When lowered, Fabio’s head fixed firmly on her body. When raised, his eyes carried him left, right, reeling from the scene around him. His right arm was moving fast too – swinging wide then almost falling to his side, like some religiously symbolic gesture turned shell-shocked reflex. I called out his name but he didn’t turn, I reassured him that it was over and that it was safe to step away, but he would not. In that moment, with people more qualified than I still hiding behind closed doors, their pulses gradually slowing as the adrenalin waned, it occurred to me that I had the responsibility of releasing this boy from his death trance. He needed me unequivacobly to draw him away from the dark thoughts that compelled him, to bring him back to life.

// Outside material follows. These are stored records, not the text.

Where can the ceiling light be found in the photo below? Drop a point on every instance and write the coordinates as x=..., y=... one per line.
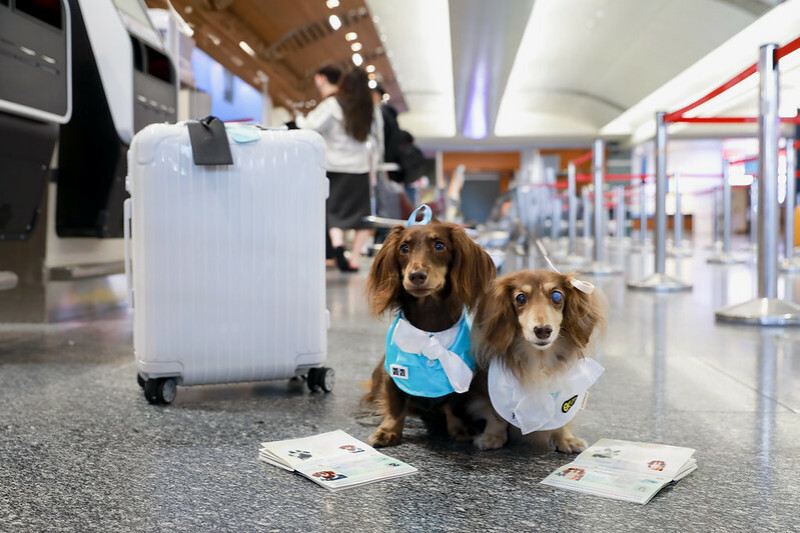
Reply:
x=182, y=26
x=246, y=47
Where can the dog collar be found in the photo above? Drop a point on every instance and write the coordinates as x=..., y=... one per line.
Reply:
x=539, y=408
x=427, y=214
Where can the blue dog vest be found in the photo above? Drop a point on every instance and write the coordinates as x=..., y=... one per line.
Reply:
x=426, y=364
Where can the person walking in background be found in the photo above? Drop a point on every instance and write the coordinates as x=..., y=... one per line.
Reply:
x=346, y=120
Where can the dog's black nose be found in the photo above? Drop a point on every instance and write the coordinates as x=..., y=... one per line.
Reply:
x=417, y=277
x=542, y=332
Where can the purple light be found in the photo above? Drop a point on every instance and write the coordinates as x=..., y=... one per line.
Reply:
x=475, y=119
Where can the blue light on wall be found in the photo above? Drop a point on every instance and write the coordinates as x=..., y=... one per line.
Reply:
x=231, y=97
x=476, y=120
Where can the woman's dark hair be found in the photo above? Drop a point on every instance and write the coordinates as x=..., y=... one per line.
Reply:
x=355, y=97
x=331, y=72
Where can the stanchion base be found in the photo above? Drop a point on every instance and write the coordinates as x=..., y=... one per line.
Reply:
x=726, y=259
x=659, y=283
x=790, y=266
x=761, y=312
x=601, y=269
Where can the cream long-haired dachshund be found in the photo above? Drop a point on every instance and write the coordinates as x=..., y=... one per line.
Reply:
x=531, y=334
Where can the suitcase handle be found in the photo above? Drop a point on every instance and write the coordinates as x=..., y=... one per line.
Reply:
x=126, y=231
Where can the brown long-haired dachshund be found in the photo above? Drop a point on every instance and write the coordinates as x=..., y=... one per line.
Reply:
x=431, y=275
x=531, y=333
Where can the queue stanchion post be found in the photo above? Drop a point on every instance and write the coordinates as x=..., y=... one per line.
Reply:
x=766, y=309
x=620, y=215
x=678, y=248
x=724, y=257
x=599, y=267
x=571, y=259
x=659, y=281
x=791, y=262
x=643, y=245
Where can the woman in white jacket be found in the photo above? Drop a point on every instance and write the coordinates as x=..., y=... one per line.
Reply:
x=346, y=120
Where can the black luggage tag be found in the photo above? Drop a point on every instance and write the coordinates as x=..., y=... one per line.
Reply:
x=210, y=142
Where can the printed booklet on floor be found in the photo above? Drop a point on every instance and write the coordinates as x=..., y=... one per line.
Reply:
x=623, y=470
x=334, y=460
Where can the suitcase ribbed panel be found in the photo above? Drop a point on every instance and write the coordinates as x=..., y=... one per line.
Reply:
x=228, y=261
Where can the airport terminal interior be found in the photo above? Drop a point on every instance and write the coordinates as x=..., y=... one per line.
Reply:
x=167, y=304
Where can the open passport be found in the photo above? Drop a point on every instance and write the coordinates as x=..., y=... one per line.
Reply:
x=334, y=460
x=624, y=470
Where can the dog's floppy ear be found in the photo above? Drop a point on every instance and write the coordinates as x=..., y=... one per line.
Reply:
x=496, y=317
x=384, y=283
x=472, y=269
x=581, y=314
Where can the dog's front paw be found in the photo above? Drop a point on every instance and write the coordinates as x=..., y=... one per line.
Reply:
x=570, y=445
x=383, y=438
x=457, y=429
x=490, y=441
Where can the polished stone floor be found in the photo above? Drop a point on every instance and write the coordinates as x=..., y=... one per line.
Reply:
x=81, y=450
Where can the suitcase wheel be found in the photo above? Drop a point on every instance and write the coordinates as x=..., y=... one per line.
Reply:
x=321, y=378
x=160, y=391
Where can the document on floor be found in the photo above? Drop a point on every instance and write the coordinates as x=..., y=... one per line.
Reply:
x=334, y=460
x=624, y=470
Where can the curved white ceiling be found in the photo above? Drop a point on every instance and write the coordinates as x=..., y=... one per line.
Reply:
x=535, y=71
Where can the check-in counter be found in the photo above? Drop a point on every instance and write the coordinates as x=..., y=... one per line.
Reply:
x=124, y=80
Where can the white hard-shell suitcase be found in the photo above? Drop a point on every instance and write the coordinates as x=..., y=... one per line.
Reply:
x=226, y=263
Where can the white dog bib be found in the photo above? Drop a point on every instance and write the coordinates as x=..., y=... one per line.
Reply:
x=545, y=407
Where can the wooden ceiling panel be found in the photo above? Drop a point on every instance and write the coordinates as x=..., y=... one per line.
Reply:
x=291, y=39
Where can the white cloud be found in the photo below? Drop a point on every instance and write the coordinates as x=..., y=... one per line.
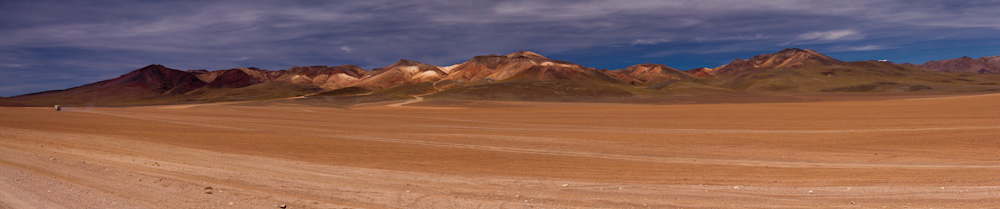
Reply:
x=826, y=36
x=650, y=41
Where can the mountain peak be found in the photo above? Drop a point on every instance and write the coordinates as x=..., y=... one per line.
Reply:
x=153, y=67
x=787, y=58
x=526, y=54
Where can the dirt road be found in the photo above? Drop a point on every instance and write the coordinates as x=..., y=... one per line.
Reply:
x=927, y=153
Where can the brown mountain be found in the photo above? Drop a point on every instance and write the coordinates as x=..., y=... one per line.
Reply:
x=787, y=59
x=701, y=72
x=323, y=76
x=653, y=73
x=796, y=70
x=523, y=65
x=402, y=72
x=157, y=84
x=145, y=83
x=983, y=65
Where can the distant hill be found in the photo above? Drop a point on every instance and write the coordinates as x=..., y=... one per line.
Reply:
x=983, y=65
x=797, y=70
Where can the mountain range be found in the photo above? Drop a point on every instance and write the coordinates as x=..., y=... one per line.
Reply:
x=528, y=76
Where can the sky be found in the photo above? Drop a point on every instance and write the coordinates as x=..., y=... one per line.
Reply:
x=48, y=45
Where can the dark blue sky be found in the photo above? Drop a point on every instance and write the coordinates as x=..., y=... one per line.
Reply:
x=49, y=45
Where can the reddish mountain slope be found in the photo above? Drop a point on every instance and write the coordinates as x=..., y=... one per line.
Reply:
x=983, y=65
x=402, y=72
x=788, y=59
x=653, y=73
x=323, y=76
x=147, y=82
x=523, y=65
x=701, y=72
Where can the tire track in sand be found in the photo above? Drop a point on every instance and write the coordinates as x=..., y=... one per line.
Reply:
x=676, y=160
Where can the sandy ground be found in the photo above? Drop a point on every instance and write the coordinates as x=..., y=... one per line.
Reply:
x=915, y=153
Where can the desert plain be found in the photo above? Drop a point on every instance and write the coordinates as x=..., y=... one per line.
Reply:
x=940, y=151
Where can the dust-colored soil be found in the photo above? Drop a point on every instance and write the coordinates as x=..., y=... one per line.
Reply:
x=918, y=153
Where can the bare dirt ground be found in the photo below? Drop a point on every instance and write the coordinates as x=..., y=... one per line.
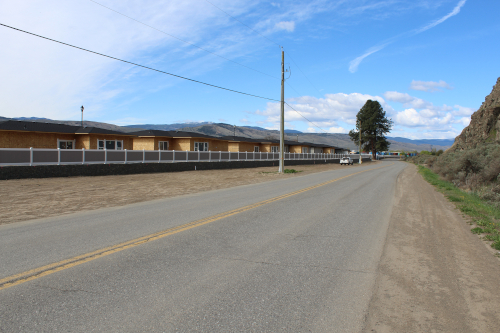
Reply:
x=434, y=275
x=26, y=199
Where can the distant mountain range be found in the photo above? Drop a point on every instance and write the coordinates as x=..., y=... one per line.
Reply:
x=254, y=132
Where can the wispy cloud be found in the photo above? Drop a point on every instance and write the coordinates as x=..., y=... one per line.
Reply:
x=353, y=65
x=429, y=86
x=286, y=25
x=454, y=12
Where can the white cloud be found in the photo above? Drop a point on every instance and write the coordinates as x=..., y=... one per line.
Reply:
x=454, y=12
x=463, y=111
x=52, y=80
x=398, y=97
x=430, y=86
x=325, y=112
x=407, y=100
x=464, y=121
x=286, y=25
x=353, y=65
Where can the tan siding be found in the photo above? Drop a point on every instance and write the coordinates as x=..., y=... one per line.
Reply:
x=127, y=141
x=13, y=139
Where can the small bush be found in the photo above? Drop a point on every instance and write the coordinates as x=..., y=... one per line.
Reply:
x=477, y=230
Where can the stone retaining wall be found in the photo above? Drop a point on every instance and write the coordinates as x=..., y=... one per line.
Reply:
x=48, y=171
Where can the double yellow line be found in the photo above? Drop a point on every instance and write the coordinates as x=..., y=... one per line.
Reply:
x=39, y=272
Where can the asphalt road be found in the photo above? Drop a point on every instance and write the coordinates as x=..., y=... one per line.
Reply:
x=290, y=255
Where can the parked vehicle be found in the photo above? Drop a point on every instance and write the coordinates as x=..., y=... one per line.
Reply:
x=346, y=160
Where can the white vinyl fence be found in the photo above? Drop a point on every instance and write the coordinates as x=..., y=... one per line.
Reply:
x=37, y=156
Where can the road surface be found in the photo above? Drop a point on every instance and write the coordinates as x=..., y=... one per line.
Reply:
x=299, y=254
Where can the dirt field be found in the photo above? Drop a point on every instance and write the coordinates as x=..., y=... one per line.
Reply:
x=27, y=199
x=434, y=275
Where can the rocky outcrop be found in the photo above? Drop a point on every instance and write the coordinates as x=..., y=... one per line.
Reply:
x=485, y=123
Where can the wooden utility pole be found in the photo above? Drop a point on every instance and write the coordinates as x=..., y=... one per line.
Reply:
x=282, y=118
x=360, y=159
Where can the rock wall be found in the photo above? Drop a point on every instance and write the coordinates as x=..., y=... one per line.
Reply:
x=484, y=125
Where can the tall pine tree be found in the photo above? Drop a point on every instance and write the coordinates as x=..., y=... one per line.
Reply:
x=374, y=125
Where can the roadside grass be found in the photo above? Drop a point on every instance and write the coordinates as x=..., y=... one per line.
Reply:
x=485, y=216
x=285, y=171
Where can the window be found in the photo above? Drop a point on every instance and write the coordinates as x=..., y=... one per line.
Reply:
x=110, y=144
x=163, y=145
x=66, y=144
x=201, y=146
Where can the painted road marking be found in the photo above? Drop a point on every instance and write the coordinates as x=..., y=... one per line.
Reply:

I stepped towards him, gingerly at first, as if he were a somnambulist that should not be shocked into waiting for fear of permanent entrapment in his delirium. But as I neared I picked up pace to exude the air of confident paternalism that I knew he would be hankering for.
It was not until I reached his shoulder that I could see the true motive for Fabio’s movements.
A phone, at arm’s length over the young girl’s body, holding on its screen an image of her face capturing the last thought process furrowed into her brow. It’s red light. Flashing. And I just watched him. In this most harrowing of circumstances, where mothers would usually weep and men would bow their heads, where young girls would turn their faces away and young boys’ stomachs would involuntarily wretch, Fabio’s instinct had been to hit record, to lay claim to the moment, to immortalise her.
And so right then, right there, he ceased to be a child. He ceased to be a victim. He became voyeur. He became death watcher. I wondered how long he had been standing there.
And the question which echoed as I stepped silently away from him, the question which still dominates my thoughts now, is how did he know?
Because he was recording for me, huddled under the desk with my itching corneas, for you, as my rhetoric doesn’t deliver the impact that you’re seeking. Our eyes have quite literally been opened by people like Fabio and there is no turning back. This is the world we live in now. The red light is what we crave.